According to RBC, Saskatchewan's growth in 2015 is expected to get a boost from some recovery in non-energy mining activity after indications that activity was restrained in the first half of 2014 by cutbacks in potash production.
"Recent data is tentatively suggesting some easing from the declining activity that prevailed over the first half of this year," said Craig Wright, senior vice-president and chief economist, RBC. "A modest improvement in global demand that we expect should pave the way for a further strengthening in potash production in the province next year and into 2016."
More positive trends in the provincial labour market are also expected to contribute to growth. Solid employment gains and continued robust immigration into Saskatchewan have contributed to housing starts rebounding more than expected in 2014 to 8,600. Assuming a rise in interest rates beginning in 2015, RBC forecasts provincial housing starts to moderate to a still solid 8,100 units next year before moderating further to 7,000 in 2016.

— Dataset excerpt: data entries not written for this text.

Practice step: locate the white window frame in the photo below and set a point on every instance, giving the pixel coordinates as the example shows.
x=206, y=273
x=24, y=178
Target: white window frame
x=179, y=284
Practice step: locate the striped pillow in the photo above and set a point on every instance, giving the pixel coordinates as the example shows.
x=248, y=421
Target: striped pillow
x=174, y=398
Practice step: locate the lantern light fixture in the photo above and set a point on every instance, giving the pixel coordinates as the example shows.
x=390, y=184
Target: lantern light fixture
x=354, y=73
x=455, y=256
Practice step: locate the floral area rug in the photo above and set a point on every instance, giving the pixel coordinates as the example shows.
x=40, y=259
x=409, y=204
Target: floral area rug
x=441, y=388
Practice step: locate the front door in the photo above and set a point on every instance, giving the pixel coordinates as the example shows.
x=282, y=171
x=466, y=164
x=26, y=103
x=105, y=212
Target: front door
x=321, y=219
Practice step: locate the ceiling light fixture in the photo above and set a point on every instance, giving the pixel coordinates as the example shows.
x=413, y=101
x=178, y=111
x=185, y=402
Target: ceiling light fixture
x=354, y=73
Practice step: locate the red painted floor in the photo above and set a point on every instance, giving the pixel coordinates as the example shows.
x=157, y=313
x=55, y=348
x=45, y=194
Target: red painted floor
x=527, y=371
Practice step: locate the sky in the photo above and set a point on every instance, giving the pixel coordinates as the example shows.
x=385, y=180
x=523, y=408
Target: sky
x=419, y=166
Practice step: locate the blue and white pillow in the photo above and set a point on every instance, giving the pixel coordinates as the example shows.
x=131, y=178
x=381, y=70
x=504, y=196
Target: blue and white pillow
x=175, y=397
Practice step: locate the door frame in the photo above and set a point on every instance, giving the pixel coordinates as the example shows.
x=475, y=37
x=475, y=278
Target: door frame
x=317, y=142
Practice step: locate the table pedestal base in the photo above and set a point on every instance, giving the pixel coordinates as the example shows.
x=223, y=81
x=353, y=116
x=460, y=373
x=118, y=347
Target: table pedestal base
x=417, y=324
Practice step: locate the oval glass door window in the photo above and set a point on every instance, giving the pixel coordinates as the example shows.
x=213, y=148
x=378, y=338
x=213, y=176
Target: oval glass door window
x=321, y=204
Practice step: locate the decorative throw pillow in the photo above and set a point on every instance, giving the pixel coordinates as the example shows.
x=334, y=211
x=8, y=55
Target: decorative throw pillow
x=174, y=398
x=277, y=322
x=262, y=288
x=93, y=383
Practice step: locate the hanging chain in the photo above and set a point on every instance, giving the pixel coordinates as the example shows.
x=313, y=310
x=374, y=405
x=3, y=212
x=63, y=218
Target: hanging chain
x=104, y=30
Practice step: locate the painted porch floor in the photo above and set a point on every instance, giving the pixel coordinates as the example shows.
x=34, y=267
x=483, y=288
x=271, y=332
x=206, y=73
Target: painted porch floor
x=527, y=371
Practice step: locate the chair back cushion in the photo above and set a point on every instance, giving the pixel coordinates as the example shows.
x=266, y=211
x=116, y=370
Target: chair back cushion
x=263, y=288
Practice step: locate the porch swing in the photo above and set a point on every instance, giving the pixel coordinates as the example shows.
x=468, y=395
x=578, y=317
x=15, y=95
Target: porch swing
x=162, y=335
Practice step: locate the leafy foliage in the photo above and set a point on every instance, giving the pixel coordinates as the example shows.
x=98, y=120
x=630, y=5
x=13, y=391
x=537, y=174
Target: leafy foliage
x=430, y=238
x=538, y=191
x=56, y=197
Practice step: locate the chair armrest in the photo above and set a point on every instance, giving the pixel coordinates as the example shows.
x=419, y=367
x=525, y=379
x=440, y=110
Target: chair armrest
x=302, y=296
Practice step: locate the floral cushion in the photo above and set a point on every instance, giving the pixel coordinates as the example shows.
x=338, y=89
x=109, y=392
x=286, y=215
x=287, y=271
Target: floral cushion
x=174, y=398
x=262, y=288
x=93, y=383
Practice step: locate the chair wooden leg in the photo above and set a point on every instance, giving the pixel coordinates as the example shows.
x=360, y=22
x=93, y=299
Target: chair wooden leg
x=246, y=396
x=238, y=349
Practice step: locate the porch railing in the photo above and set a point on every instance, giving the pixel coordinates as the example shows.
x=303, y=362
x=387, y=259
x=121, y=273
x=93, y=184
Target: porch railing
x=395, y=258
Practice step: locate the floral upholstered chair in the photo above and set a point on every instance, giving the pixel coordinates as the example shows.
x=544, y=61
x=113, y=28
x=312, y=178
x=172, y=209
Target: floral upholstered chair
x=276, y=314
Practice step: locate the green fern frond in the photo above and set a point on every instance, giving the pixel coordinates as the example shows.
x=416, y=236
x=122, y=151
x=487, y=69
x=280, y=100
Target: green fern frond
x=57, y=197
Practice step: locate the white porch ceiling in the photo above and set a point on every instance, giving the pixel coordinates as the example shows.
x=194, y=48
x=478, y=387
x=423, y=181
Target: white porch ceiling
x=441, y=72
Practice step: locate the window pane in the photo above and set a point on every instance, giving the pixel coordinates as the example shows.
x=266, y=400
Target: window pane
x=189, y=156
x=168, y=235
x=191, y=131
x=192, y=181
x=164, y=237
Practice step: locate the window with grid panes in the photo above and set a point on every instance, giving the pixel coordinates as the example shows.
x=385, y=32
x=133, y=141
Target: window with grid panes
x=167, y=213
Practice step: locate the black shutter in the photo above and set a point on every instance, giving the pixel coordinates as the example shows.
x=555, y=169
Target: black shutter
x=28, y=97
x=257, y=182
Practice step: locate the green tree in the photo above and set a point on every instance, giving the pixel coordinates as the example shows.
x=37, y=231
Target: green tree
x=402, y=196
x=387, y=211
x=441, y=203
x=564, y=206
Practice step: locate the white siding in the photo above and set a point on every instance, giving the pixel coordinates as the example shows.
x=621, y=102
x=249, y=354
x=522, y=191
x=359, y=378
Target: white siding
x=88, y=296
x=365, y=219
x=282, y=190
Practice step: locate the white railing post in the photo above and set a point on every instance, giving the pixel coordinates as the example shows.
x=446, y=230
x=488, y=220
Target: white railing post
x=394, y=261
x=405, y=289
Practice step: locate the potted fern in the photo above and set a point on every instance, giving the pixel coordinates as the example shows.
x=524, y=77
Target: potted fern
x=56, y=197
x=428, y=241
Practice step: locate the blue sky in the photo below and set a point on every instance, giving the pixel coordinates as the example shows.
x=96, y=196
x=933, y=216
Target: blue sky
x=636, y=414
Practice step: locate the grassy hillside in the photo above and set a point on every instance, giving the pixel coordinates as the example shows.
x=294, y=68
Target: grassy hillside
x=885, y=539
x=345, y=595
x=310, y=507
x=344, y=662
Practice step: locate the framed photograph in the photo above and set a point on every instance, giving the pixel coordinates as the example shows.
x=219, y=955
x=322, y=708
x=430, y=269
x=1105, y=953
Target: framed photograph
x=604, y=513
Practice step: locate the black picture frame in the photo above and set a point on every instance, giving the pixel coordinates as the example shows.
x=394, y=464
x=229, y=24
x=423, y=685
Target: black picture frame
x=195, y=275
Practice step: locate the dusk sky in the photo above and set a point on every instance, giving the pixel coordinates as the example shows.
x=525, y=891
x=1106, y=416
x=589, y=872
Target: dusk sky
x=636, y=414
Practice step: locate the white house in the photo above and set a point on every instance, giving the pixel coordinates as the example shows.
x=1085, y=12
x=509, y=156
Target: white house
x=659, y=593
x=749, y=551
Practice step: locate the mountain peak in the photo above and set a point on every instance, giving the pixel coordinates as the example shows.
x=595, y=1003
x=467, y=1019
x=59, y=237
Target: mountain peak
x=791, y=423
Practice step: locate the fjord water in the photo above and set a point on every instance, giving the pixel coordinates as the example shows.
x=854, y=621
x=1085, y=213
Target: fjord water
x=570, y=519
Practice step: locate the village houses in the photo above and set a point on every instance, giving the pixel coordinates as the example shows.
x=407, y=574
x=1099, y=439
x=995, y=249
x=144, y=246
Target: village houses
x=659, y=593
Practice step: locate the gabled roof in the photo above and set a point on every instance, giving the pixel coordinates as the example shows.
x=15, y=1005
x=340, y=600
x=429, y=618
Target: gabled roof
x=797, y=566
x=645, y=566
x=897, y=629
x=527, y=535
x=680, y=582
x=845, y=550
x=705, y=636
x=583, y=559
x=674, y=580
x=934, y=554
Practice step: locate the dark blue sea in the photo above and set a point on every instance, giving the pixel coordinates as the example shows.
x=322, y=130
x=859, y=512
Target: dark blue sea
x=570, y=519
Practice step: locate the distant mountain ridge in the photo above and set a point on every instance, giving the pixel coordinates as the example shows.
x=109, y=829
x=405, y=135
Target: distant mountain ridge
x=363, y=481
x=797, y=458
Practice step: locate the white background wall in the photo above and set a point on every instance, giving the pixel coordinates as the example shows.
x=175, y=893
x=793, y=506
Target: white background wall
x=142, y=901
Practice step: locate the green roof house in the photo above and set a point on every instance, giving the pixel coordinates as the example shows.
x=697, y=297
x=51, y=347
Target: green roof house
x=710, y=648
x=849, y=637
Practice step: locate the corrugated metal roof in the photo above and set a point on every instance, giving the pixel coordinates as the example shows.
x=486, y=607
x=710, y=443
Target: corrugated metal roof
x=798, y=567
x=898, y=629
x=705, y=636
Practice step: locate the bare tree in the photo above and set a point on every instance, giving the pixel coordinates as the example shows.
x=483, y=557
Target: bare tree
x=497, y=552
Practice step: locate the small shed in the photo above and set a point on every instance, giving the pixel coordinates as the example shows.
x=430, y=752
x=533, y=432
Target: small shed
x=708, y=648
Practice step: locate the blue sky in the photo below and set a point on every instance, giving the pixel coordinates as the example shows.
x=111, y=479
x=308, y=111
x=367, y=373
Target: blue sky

"The recent employment numbers in the province support indications of an increase in housing starts in 2014 from the 8,300 recorded in 2013," added Wright. "However, the expected rise in interest rates in 2015 will exert a cooling effect on new home construction and lead to a moderation in starts."
Gains in agriculture and non-energy mining are expected to contribute to business investment strengthening in both 2015 and 2016, after indications of relatively flat capital expenditure in 2014. Cutbacks to investment spending in the energy sector present some downside risks to this outlook.
The RBC Economics Provincial Outlook assesses the provinces according to economic growth, employment growth, unemployment rates, retail sales, housing starts, and consumer price indices. The full report and provincial details are available online as of 8 a.m. ET today at rbc.com/economics/economic-reports/provincial-economic-forecasts.html.